SEAN O'BRIEN reckons Joe Schmidt would be a natural if he were asked to be Ireland's backs coach on the summer tour to New Zealand.
There have been a number of calls for the Leinster coach to be co-opted on to the national team's assault on his native land this June, even if the prospect appears remote.
The evidence of the Kiwi's abilities has been clear for all to see this season -- particularly in the free-running rout over Cardiff in the Heineken Cup quarter-final -- and he would appear to be a logical fit for the Irish set-up, which has not had a specialist backs coach since the World Cup.
Defence coach Les Kiss has deputised, but already has his hands full as he tries to get a handle on stopping the world champions from scoring.
And although the Leinster and Ireland flanker was at pains not to be seen to be calling for Schmidt to get the job -- and was fulsome in his praise for the job Kiss did during the Six Nations campaign-- he admitted that Schmidt would be up to the task.
"It would come naturally to him -- but that's up to the Ireland management. It isn't for me to say, but Joe is a world-class coach and he certainly would have input," O'Brien said after announcing the results of the Xbox 360 Ultimate Celebrity Bodies survey in Dundrum yesterday.
"Les is doing a fantastic job -- our running and counter-attacking was good this year, we put some nice phases of play together."
The recent performances of the provinces have again put Ireland's results and displays from the Six Nations into focus, with fans and pundits wondering how the same players can be so effective with their clubs, but not deliver at international level.

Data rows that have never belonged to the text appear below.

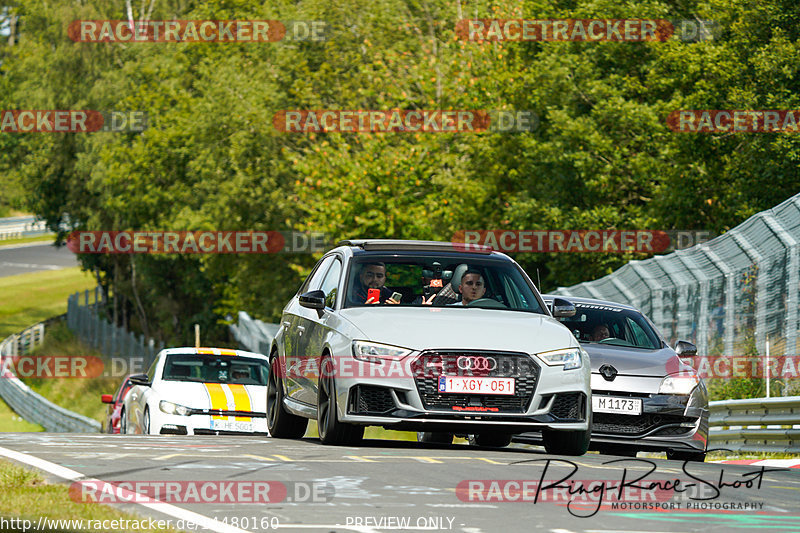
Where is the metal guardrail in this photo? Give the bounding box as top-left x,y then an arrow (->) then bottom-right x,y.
67,288 -> 163,367
229,311 -> 278,355
0,325 -> 101,432
708,396 -> 800,453
0,216 -> 50,240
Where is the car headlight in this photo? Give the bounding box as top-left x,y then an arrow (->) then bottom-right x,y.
159,400 -> 192,416
537,348 -> 583,370
659,373 -> 700,395
352,341 -> 414,363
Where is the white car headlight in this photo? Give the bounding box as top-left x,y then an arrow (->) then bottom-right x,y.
159,400 -> 192,416
352,341 -> 414,363
659,373 -> 700,395
537,348 -> 583,370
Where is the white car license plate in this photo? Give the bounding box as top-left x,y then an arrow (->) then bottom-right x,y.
210,419 -> 253,432
438,376 -> 515,395
592,396 -> 643,415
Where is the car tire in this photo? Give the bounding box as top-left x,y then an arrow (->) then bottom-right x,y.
468,433 -> 512,447
143,407 -> 151,435
542,412 -> 591,456
267,355 -> 308,439
318,355 -> 364,446
417,432 -> 454,444
666,449 -> 706,462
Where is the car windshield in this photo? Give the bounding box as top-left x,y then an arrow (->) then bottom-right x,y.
343,255 -> 546,314
555,302 -> 663,350
161,354 -> 268,385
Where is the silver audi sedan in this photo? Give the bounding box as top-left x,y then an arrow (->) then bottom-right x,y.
515,295 -> 709,461
267,240 -> 592,455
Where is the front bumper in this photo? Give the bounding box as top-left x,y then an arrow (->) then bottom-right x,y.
333,350 -> 591,433
515,388 -> 708,452
155,411 -> 269,436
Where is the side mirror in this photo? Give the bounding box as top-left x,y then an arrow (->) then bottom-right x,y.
552,298 -> 576,318
101,394 -> 114,404
299,290 -> 326,310
675,340 -> 697,357
129,373 -> 151,387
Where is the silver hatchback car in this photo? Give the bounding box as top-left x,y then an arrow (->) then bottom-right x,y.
515,295 -> 709,461
267,240 -> 592,455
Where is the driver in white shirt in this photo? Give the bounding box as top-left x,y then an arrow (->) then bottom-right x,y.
455,270 -> 486,306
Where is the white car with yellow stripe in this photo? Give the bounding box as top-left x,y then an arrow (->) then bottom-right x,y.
121,347 -> 269,435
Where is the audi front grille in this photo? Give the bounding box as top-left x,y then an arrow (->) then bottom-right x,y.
410,350 -> 540,413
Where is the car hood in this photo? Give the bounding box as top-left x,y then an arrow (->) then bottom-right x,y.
152,381 -> 266,413
582,343 -> 686,377
339,307 -> 576,354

"I think there is a big difference, playing provincial rugby and Heineken Cup rugby than international rugby," said O'Brien.
"There is a massive step up there. People think that it should just happen for the national side because the provinces are going well, but you have different combinations and different people.

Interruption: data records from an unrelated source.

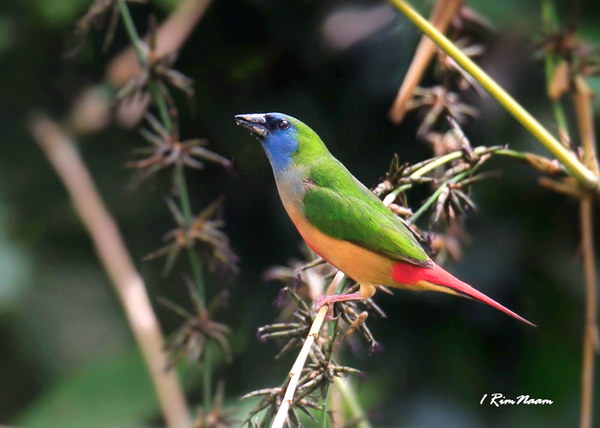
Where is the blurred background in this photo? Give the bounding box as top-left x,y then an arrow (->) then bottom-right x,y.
1,0 -> 599,426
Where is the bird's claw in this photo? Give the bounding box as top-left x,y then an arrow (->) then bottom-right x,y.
314,296 -> 340,321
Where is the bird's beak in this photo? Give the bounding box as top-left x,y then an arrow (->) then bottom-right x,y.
234,114 -> 268,139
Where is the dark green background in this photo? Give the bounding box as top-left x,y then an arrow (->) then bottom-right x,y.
1,0 -> 599,426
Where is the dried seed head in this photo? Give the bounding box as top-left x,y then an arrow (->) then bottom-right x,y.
193,382 -> 238,428
146,198 -> 239,275
69,0 -> 146,55
408,86 -> 478,138
160,290 -> 233,369
128,114 -> 231,183
115,18 -> 196,116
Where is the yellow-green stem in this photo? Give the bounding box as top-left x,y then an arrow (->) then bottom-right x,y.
174,165 -> 211,412
174,166 -> 207,306
118,0 -> 211,413
334,377 -> 372,428
388,0 -> 599,191
117,0 -> 173,132
408,168 -> 474,224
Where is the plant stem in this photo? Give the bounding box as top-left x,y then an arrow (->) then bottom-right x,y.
334,377 -> 372,428
204,343 -> 213,412
272,309 -> 328,428
408,146 -> 495,179
117,0 -> 146,66
388,0 -> 600,192
117,0 -> 173,132
580,198 -> 597,428
383,146 -> 504,205
408,168 -> 474,224
175,164 -> 212,413
175,165 -> 207,307
118,0 -> 212,414
271,272 -> 346,428
320,387 -> 330,428
540,4 -> 599,426
30,113 -> 190,428
118,1 -> 206,304
573,77 -> 600,176
572,71 -> 599,428
541,0 -> 570,141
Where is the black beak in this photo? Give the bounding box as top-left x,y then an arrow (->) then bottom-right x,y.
234,114 -> 268,139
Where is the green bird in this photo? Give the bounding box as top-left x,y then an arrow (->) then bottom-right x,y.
235,112 -> 533,325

"I think the more time we have together, the better we get -- although the England game was a write off for us, we got shown up that day.

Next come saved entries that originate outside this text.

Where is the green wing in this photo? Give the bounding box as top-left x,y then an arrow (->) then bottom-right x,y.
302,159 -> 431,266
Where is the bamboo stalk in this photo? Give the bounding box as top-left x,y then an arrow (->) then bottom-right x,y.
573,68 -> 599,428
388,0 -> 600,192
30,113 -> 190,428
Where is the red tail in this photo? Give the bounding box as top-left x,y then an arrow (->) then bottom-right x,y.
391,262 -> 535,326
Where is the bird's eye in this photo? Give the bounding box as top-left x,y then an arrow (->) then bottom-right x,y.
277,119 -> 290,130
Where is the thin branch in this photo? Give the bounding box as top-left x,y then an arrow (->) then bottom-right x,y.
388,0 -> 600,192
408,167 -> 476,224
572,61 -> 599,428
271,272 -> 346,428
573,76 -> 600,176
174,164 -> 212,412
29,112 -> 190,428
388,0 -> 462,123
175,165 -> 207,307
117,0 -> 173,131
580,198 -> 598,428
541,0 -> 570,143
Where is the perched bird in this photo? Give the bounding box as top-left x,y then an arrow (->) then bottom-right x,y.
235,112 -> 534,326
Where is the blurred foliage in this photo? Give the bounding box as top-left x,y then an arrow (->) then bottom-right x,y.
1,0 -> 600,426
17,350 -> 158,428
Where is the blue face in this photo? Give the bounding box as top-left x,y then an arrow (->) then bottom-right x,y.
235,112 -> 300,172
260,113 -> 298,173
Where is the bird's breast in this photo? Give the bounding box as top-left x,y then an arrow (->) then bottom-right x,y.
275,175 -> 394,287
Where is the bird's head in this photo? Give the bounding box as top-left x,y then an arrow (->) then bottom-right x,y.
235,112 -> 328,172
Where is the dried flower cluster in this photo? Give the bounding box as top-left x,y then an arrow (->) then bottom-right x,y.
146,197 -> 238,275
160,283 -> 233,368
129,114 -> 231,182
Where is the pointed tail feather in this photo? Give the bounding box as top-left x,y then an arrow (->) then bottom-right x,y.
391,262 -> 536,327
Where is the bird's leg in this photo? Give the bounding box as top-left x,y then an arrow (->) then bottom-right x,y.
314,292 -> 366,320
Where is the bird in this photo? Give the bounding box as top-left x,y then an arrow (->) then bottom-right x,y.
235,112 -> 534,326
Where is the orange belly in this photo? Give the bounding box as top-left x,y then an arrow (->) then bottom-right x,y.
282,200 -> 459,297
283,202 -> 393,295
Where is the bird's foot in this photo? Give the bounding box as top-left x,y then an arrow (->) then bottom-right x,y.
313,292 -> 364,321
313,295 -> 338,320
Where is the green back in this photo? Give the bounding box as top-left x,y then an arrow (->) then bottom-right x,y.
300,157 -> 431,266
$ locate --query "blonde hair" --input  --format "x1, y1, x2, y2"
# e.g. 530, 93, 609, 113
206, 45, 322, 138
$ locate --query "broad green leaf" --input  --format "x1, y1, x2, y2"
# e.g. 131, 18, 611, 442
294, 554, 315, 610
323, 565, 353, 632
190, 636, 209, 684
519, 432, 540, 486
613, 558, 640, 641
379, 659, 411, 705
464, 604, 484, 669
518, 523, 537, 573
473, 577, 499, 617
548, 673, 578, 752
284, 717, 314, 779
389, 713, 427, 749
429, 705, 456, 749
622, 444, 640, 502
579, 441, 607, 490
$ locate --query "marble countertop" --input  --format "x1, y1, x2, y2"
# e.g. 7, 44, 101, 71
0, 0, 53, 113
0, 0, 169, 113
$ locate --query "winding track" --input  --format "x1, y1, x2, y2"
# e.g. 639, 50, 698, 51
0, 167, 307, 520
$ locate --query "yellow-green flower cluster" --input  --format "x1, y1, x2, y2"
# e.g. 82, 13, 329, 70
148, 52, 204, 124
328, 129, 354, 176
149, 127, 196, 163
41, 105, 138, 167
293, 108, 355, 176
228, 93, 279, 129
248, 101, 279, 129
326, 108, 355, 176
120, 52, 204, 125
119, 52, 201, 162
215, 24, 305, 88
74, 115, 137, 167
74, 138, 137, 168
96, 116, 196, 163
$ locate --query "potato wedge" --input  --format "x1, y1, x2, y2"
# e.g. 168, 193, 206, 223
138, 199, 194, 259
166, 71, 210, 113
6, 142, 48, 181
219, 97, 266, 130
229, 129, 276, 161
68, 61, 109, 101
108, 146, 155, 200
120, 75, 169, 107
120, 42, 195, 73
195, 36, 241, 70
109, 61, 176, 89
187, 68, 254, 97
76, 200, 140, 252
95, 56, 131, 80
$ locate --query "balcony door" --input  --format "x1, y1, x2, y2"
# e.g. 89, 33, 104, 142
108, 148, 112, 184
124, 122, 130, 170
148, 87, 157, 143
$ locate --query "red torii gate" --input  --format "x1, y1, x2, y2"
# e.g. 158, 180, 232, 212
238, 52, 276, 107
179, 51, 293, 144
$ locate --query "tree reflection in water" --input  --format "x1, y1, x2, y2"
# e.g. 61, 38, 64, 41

"It was an embarrassment, but other than that you can see gradually, game by game, we're getting a little bit better.
"It's up to the players to get that consistency far, far quicker than we have been.
"It's a shame we haven't won more as an Irish team and I think we all know that, the players, and want to make up for that down the road."
It has been a long season for the reigning European Player of the Year, who has been on the go since World Cup pre-season training started back in July.
His work-load has been managed carefully, and if he plays against Ulster on Friday, it will be his 12th Leinster appearance of the season -- on top of 10 games for Ireland.
And after a weekend of surfing in Donegal and watching his beloved Tullow RFC suffer defeat in the Towns Cup final against Enniscorthy, the flanker is feeling fresh and ready for the run-in.
"Yeah, the body's in good shape," he said. "The conditioning coaches look after us fairly well, they know every little detail about us.
"If you're not feeling right, they'll give you a day off here and there, whatever you need to get yourself 100pc to play at the weekend. They're looking after that side of things brilliantly; we're happy enough that way as a squad.
"I had the weekend off there and I said 'right, I'll get away now for the weekend and relax'. That was my thing, I didn't have to think about rugby.
"When you get an opportunity to switch off it's good to do so, it freshens up the mind and when you come back in on the Monday, you're ready to go again."